"You have to take a chance on something sometime" - Jim Halpert.

Tuesday, September 30, 2003

With the Giants in the playoffs, this will be a special sports blog edition. Sorry to all you non sports fans out there. Maybe I'll blog about Dungeons and Dragons next to meet your standards.

I got home today at 11:30 AM so I could watch the Giants game at 1:00. I sat in my room, put on my Giants cap, shut the door, and watched the game alone. I need to concentrate on every pitch. I was so close to the tv I'm glowing from its radiation. My dad needed laser eye surgery today to relieve the pressure in his eye, but my mom took him to the hospital. I wasn't going to miss the Playoffs ok? I swear the Giants have the weakest pitching staff in all of baseball besides Jason Schmidt. The only thing we have is Barry Bonds (and for all you ladies out there, a hunky JT Snow). But when Bonds retires and JT Snow becomes a free agent, all we'll have left is a 50 year old Carlos Santana as our catcher. Which is why we need to win NOW! I tried to see every single pitch, but I found myself bored and switching channels. I missed the last two outs because I was watching Justin Timberlake's new music video.

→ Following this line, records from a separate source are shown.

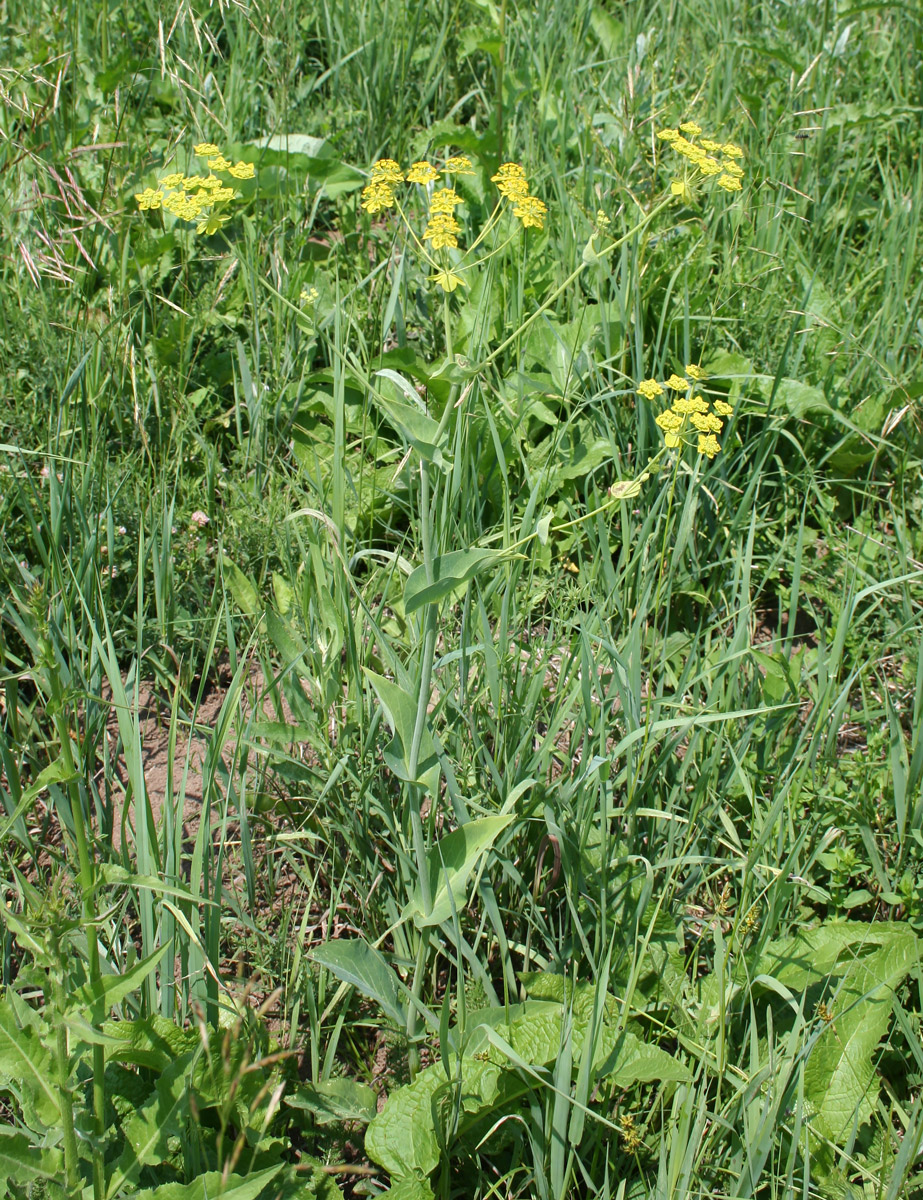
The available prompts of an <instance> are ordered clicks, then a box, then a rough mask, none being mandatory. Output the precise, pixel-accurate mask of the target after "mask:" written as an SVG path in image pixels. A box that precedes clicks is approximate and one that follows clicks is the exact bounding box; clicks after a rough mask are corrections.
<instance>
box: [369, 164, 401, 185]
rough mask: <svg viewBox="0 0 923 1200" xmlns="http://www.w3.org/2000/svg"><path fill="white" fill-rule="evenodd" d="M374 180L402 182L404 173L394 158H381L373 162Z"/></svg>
mask: <svg viewBox="0 0 923 1200" xmlns="http://www.w3.org/2000/svg"><path fill="white" fill-rule="evenodd" d="M372 182H373V184H374V182H382V184H402V182H403V175H402V173H401V168H400V166H398V164H397V163H396V162H395V161H394V158H379V160H378V162H373V163H372Z"/></svg>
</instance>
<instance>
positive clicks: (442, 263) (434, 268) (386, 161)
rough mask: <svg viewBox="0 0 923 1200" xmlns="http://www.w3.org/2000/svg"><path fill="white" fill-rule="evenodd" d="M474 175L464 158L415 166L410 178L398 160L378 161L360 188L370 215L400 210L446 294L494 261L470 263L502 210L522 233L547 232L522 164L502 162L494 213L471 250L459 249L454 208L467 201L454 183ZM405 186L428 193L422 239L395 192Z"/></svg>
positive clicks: (458, 228) (469, 162)
mask: <svg viewBox="0 0 923 1200" xmlns="http://www.w3.org/2000/svg"><path fill="white" fill-rule="evenodd" d="M473 174H474V169H473V166H472V161H471V158H468V157H467V156H466V155H452V156H450V157H449V158H446V160H445V162H444V164H443V166H442V168H437V167H433V166H432V163H430V162H425V161H422V162H415V163H413V164H412V166H410V168H409V170H407V173H406V174H404V172H403V170H402V169H401V167H400V164H398V163H397V162H395V160H394V158H379V160H378V162H376V163H373V164H372V172H371V180H370V182H368V185H367V186H366V187H364V188H362V200H361V206H362V208H364V209H365V210H366V212H370V214H372V215H376V214H378V212H384V211H388V210H389V209H397V211H398V214H400V216H401V220H402V222H403V224H404V226H406V228H407V232H408V234H409V235H410V239H412V240H413V242H414V245H415V246H416V248H418V251H419V252H420V254H421V256H422V258H424V259H425V260H426V262H427V263H428V264H430V266H431V268H432V269H433V274H432V275H431V276H430V280H431V282H433V283H436V284H437V286H438V287H440V288H442V289H443V292H454V290H455V289H456V288H457V287H460V286H462V287H463V286H465V278H463V272H465V271H466V270H468V269H471V268H472V266H475V265H479V264H480V263H483V262H485V259H486V258H489V257H490V254H485V256H484V257H483V258H479V259H477V260H475V259H471V260H469V258H471V256H472V254H473V253H474V251H475V250H477V248H478V246H480V245H481V242H484V240H485V239H486V238H487V235H489V234H490V233H491V230H492V229H495V227H496V226H497V224H498V223H499V221H501V220H502V218H503V216H504V211H509V212H511V214H513V217H514V218H515V220H516V221H519V222H520V224H521V226H522V228H523V229H541V228H544V221H545V215H546V214H547V208H546V205H545V204H544V203H543V202H541V200H540V199H539V198H538V197H537V196H532V194H531V190H529V182H528V179H527V178H526V172H525V169H523V168H522V166H520V163H516V162H504V163H503V164H502V166H501V168H499V170H498V172H497V174H496V175H492V176H491V181H492V182H495V184H496V185H497V191H498V192H499V199H498V202H497V205H496V206H495V209H493V212H491V215H490V217H489V218H487V221H486V222H485V223H484V226H483V227H481V229H480V230H479V233H478V235H477V236H475V238H474V240H473V241H472V244H471V245H469V246H468V248H467V251H465V250H460V245H458V236H460V235H461V234H462V233H463V229H462V226H461V223H460V222H458V220H457V216H456V210H457V209H458V208H460V206H461V205H463V203H465V200H463V198H462V197H461V196H460V194H458V192H456V190H455V187H454V186H452V185H454V181H455V180H456V179H457V178H458V176H460V175H473ZM437 180H442V182H443V186H440V187H433V186H432V185H434V184H436V181H437ZM402 184H412V185H415V186H418V187H424V188H427V190H428V211H427V221H426V228H425V229H424V232H422V234H421V235H420V236H418V235H416V232H415V229H414V227H413V222H412V221H410V218H409V217H408V215H407V212H406V210H404V208H403V205H402V204H401V200H400V197H398V192H397V188H398V187H400V185H402ZM515 232H516V227H514V229H513V230H511V232H510V238H513V236H514V235H515ZM507 240H508V241H509V240H510V239H509V238H508V239H507ZM426 242H428V246H427V245H426ZM504 245H505V242H504ZM501 248H502V247H501V246H497V247H495V248H493V250H492V251H491V252H490V253H496V252H497V251H498V250H501Z"/></svg>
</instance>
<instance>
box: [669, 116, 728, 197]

Dusty Baker won. What a prick. I hate him. So here's my list of top 10 sports teams/players I HATE besides Dusty Baker (I know it's a weird mixed up list, but I need to vent):

1. The Dodgers. Cal saw it first hand, the Dodgers have the worst fans in the history of fans. They even snooped so low as to shoot a Giants fan. Yo Dodger fans, don't be shooting us because we're better than you. Go back to breathing your smog.

2. The Yankees. When somebody spends that much money to try to win a championship, that ticks me off. Here are the Detroit Tigers who lost 119 games with a payroll of 7 million dollars. And here are the Yankees, with like a 190 million dollar payroll. Yankees suck.

3. The Lakers. What can I say, they're trying to be the Yankees of the NBA.

4. Kobe Bryant. Yo Kobe, just don't rape me ok?

5. Shaquille O'Neal. I can't stand this guy. I think it turned personal when he knocked my boy Todd Fuller over in a game versus the Warriors in 1998. Nobody knocks over my boy Todd.

6. The Anaheim Angles. They beat the Giants by luck. They claim their stupid rally monkey is any good. Nobody goes to their games, and everyone who is there is drunk by the 6th inning (trust me, I've been there). Then when they won the world series, all the guys who don't even know a baseball from a grapefruit were probably all like "I never lost faith, we're #1."

7. Rick Fox. Aka Brick Box. What a square. Haha, just kidding Alex. He's a very underrated actor as Edwin always says.

8. Darren Baker. I know he's not an athlete, but he's Dusty's stupid son who got in the way last year. If JT Snow rolled him over into a pancake, the world would hate JT Snow. But instead he picks him up as he crosses home plate and turns into a hero. Man, I've picked up children before but nobody seems to care about me.

9. Gilbert Arenas. Just say it Gilbert, its all about the benjamins.

10. Jeff Kent. He's got a porno mustache. Enough said about that.

And finally, on a different note, Jeff says he may invite me to his bachelor's party. Meaning there might be girls there (I prefer girls). Don't worry, I might be a little young, but I have seen girls dancing before ok? However, this was at Lowell's dances and there wasn't a pole between their legs and 90% of their skin showing.